ワイルド
オスカー・ワイルド (Oscar Wilde)

1854~1900年。『サロメ』(Salome,1892),『ドリアン・グレイの肖像』(The Picture of Dorian Gray,1891),『真面目が大切』(The Importance of Being Earnest,1895)などの作品で知られる、イギリスの世紀末を代表する作家。唯美主義者で耽美的な作風で知られる。アイルランド生まれ。同性愛裁判で有罪となり、投獄された。
1881年にリーが初めてイギリスを訪問した際、リーはワイルドと会っている。リーはワイルドについて次のように述べている。"the wonderful Oscar Wilde! He talked a sort of lyrico-sarcastic maudlin cultschah for half an hour. But I think the creature is clever, and that a good half of his absurdities are mere laughing at people." Sondeep Kandolaは”Lee also felt a particular, if unspoken affinity, with Oscar Wilde"と書いている。その後、ワイルドがThe Woman's Worldの編集に携わっていたとき、リーはワイルドに協力している。

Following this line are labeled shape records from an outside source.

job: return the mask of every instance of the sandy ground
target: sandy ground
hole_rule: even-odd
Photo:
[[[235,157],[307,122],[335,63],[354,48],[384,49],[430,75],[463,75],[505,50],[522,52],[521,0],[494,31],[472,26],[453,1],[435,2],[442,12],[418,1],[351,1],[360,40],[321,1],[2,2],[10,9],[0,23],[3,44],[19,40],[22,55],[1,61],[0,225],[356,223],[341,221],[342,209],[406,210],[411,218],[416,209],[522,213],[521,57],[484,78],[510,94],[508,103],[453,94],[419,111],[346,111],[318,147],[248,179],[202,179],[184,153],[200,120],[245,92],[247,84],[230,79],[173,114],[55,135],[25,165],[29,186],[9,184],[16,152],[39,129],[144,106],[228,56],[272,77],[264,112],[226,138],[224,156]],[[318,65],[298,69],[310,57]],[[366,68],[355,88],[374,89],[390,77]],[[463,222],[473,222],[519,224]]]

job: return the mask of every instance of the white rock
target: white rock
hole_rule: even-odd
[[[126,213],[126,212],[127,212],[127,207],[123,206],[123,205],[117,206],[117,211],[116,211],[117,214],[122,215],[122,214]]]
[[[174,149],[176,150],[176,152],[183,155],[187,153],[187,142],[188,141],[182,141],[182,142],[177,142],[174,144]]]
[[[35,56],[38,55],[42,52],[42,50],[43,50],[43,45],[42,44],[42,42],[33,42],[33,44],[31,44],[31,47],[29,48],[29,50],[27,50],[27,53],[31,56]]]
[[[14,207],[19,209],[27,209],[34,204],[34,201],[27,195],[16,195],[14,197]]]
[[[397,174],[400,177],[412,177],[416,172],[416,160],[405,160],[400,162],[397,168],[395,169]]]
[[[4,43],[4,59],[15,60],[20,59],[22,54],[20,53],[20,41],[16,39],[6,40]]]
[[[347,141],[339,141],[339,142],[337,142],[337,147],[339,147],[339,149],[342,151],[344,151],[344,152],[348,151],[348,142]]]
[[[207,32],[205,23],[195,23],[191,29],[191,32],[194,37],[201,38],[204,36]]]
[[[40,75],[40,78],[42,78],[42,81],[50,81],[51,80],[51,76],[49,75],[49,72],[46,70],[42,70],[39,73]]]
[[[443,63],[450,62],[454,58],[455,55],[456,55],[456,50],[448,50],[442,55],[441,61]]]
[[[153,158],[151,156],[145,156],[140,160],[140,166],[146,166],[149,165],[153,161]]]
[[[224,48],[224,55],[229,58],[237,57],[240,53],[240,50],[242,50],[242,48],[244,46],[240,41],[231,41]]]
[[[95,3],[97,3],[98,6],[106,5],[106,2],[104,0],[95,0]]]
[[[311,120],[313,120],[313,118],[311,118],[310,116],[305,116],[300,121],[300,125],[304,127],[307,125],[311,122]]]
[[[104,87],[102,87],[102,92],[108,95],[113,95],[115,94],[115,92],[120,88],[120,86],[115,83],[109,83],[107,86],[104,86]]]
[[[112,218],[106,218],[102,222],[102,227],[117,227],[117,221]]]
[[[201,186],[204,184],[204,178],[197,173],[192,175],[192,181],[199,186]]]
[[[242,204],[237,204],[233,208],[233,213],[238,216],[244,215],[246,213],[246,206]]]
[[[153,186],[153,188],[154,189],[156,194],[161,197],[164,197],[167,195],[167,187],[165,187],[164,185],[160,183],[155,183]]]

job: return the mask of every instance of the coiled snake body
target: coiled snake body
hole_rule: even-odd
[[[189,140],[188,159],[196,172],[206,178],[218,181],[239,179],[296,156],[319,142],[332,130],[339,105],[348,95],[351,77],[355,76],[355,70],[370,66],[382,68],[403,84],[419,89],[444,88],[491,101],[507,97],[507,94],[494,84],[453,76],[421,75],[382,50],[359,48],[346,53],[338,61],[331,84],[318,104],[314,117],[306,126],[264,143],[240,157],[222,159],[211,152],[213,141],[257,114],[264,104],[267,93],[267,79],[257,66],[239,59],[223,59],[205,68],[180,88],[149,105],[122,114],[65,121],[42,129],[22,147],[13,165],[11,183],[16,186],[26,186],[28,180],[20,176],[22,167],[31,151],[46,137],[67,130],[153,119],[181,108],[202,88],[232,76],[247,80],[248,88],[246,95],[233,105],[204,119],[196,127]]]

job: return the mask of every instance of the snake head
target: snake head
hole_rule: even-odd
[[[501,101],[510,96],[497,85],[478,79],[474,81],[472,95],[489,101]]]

ワイルドはリーとブレックファスト・パーティで会った際、コンスタンスについて、"tender and surrender"と語り、彼女の処女を奪ったことを語ったという。(Neil McKenna, The Secret Life of Oscar Wilde, P.74.)
1894年7月にも二人はピカデリーで会っている。このときワイルドはリーを呼び止め、彼女の兄、病弱なユージーンのことを尋ねている。リーは"I think he is quite kind, whatever else he may be."と述べている。ワイルドはユージーンを詩人として賞賛していた。
リーはイギリス人ながら大陸ヨーロッパ育ち。ワイルドはアイルランド人。リーはワイルド作品に見られる非イングランド的要素に、自分と似たものを感じたようだ。また、ともにウォルター・ペイターの影響を受けた者同士という親近感もあったであろうし、ともに同性愛者という事実も、リーがワイルドに一種の親近感を抱く原因になったと想像される。
ワイルドは『ミス・ブラウン』に登場する唯美主義者ウォルター・ハムリンが自分をモデルにしているのではないかと感じ、不快に感じたようだ。また、同じくこの作品に登場するMr. Posthlethwaiteがワイルドをモデルにしているとも考えられる。リーはギルバートとサリヴァンの唯美主義を風刺したオペレッタPatienceを観劇していて、そこに登場する唯美主義者Bunthorne (ワイルドがモデル)からPosthlethwaiteを創造したと言われている。なお、リーも初期は唯美主義的芸術観を表明しており、ワイルド、あるいはウォルター・ペイターとの関係も想像される。

1894年、p化でリー広場でリーはワイルドと出くわし、言葉を交わしてもいるが、この時がワイルドと話をした最後の機会であったとリーは述べている。
リーの短編「アルベリック王子と蛇女」(ワイルドが活躍した雑誌The Yellow Bookに掲載された)にワイルドからの影響を見る研究もある。例えば、最後に殺される蛇女とワイルドの『サロメ』のラストシーンで殺害されるサロメとに類似を見る研究がある。他にも、「アルベリック王子と蛇女」にはワイルド作品、とくに童話の影響が見られるが、ワイルドが投獄されたとき、リーはワイルドのスタイルを守りたいという意図で、「アルベリック王子と蛇女」を書いた、という見解もある。詳しくはMargaret Stetzの'The Snake Lady and the Bruised Bodley Head: Vernon Lee and Oscar Wilde in the Yellow Book'(Vernon Lee: Decadence, Ethics, Aesthetics収録)を参照のこと。
一方、ワイルドは毒殺魔を扱ったエッセイ"Pen, Pencil, and Poison"において、リーに触れ、"distinguished writer"としている。